Not only was he not afraid of unexpected slippages, he used them to speed up locomotion, assured of the additional traction provided by the chains on the rear wheels.
We were entertaining ourselves with this mountain rally when a meander of the road unveiled the lofty summit of Mount Kazbegi (the third in Georgia and seventh in the Caucasus Mountains) releasing streaks of mist against the blue sky.
From there, until we reached the plateau that housed the Church of Santa Trindade, it took only a few minutes.
We detected the dark silhouette of the temple in the distance, clearly defined against the white slope of the mountains opposite Mount Kazbegi.
Xvicha followed the trail left by the earlier pass of vans and jeeps, dug into an impressive height of snow. We reached the base of the church at the same time as another Lada Niva, this one, unlike Apo, prepared and equipped for the harshness of ascension.
We climb a final staircase, enter the precinct and walk around the centuries-old building, amazed at the isolation to which it has been voted on high.
Also with the Spartan blackness of its architecture, possibly more refined than most of the many churches we had visited in the Caucasus, we admit that due to the contrast with the whiteness of the snow.
Tamo explains that 6 to 8 monks live in the church. During the time we were there, we only saw one of them pass, evasive and with closed features befitting the look of their spiritual home.

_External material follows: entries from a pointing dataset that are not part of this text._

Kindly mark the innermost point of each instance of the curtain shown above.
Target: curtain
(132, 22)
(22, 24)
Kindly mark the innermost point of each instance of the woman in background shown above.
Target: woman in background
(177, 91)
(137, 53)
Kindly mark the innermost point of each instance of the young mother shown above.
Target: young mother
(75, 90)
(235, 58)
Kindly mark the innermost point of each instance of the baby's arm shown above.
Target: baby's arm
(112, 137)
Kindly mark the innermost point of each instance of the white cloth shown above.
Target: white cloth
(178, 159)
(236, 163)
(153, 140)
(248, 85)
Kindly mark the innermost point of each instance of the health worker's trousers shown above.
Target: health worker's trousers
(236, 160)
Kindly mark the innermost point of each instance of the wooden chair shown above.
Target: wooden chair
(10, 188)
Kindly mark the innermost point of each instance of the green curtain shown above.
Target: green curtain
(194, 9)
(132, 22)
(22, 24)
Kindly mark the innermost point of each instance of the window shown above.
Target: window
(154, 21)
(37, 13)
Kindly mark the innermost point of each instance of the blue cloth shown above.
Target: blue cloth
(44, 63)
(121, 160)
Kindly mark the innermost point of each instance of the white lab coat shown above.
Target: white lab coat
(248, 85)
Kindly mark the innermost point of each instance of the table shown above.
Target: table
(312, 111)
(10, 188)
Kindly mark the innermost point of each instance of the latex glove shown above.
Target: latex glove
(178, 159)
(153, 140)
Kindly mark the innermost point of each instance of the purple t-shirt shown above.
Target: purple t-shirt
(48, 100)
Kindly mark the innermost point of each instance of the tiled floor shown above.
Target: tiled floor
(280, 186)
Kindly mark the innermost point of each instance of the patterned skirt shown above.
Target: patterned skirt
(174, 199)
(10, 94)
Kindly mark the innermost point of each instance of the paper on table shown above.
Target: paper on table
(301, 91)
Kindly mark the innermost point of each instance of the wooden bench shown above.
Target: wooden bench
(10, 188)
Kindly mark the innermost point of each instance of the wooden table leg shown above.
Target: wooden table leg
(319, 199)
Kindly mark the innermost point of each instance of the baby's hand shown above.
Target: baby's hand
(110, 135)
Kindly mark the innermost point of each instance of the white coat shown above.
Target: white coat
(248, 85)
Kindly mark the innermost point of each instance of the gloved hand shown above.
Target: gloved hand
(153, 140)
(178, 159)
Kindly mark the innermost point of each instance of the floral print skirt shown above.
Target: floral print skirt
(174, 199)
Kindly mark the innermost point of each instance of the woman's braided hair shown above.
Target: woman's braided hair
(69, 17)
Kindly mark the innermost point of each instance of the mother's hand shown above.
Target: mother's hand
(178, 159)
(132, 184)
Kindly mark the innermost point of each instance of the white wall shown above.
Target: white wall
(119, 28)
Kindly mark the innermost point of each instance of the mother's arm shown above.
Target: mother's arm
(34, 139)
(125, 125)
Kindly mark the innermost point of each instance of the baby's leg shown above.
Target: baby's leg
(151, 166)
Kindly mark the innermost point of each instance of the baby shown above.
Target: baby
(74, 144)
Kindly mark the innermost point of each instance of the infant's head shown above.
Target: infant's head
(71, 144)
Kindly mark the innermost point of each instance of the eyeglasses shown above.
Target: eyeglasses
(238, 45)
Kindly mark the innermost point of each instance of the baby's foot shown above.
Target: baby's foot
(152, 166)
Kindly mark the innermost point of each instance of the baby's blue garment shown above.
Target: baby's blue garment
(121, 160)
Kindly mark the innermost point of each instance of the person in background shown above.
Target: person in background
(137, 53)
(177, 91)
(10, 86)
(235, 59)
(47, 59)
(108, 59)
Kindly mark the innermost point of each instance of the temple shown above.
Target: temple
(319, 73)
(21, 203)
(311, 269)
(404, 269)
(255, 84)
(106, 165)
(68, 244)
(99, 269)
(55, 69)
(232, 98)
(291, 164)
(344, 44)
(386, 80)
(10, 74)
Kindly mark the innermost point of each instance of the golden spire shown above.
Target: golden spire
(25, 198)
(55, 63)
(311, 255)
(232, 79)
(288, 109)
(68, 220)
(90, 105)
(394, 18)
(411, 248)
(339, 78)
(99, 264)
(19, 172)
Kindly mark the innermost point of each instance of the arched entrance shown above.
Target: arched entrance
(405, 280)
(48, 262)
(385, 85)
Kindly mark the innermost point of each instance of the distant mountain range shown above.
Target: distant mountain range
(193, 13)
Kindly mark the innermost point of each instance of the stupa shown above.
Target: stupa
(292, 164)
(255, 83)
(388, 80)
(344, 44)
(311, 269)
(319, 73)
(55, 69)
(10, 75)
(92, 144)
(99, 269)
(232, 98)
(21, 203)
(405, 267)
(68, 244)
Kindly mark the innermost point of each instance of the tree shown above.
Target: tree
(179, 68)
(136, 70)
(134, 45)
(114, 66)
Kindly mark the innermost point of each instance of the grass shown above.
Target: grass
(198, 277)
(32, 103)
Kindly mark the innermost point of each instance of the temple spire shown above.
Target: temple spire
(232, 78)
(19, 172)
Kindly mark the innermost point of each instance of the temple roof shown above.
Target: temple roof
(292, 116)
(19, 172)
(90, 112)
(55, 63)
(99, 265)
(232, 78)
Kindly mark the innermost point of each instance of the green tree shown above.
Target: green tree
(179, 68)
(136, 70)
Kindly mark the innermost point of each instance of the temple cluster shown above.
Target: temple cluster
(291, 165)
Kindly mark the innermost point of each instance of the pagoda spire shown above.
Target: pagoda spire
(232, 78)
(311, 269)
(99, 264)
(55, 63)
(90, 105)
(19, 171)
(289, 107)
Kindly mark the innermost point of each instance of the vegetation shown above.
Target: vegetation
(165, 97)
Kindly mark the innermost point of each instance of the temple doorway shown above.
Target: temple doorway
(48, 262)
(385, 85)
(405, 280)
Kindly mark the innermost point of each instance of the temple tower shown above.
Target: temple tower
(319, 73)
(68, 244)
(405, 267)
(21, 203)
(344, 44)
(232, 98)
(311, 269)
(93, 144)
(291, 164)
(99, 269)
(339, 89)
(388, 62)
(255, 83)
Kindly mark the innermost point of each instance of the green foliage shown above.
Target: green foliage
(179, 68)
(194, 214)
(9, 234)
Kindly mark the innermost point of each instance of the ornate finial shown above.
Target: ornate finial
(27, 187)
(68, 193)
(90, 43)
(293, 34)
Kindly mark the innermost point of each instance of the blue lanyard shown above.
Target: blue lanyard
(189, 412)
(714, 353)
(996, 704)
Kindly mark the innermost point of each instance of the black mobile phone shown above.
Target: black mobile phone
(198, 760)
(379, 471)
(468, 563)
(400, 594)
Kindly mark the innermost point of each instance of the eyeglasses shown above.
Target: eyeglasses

The anti-religious suspicions and intrigues of the Soviet era will have contributed to that common posture among the monks. In those decades, religious services were prohibited, but the Church of the Holy Trinity did not fail to attract visitors.
Centuries earlier, it had also served to hide precious relics brought from Mtskheta in times of danger.
The most important was the Cross of St. Nino, a woman who in the fourth century AD introduced Georgia to the Christianity already prolific in Armenia and is, today, the patroness of the nation.
The interior of the church turns out to be as dark as it could be. We still opened the heavy door to better appreciate it, but the wind that immediately buffeted us and other visitors frustrated us.
We turned our attention to the outside: to the majestic and icy Caucasian mountains all around, to the bell tower independent of the main building and to the houses of Gergeti and Kazbegi.
From there we can see it, geometrically arranged and covered with snow, at the bottom of the Gorge of Dariali, which from there stretched for 18 km to the problematic area. Russian-Georgian border.
The descent back to the village was troubled. Not because of the afternoon or because of any neglect on Xvicha's.
The misfortune was caused by a series of tourists who estimated that, as they traveled in enviable models, their vehicles were also invincible.
In the time we spent at the top, the ice on certain stretches of the road had reconstituted itself. It took one of those jeeps almost skidding down the slope and a pragmatic lecture from Xvicha for that surreal embassy of stubbornness to surrender.
We ended up hosting the transfer of the German wife and two children of that Georgian driver. The lady dared little or nothing to say while her husband returned the jeep, at a snail's pace and interrupting the lives of some resident guides/drivers.
At three in the afternoon, we said goodbye to the guide from Kazbegi, sat down at a table in a local restaurant and indulged in one of the banquets with which Georgians treat their guests.
The repast included a few more wonders of the nation's cuisine.
Only an hour later, and with great effort, we were able to return to Georgia Military Road and its capital.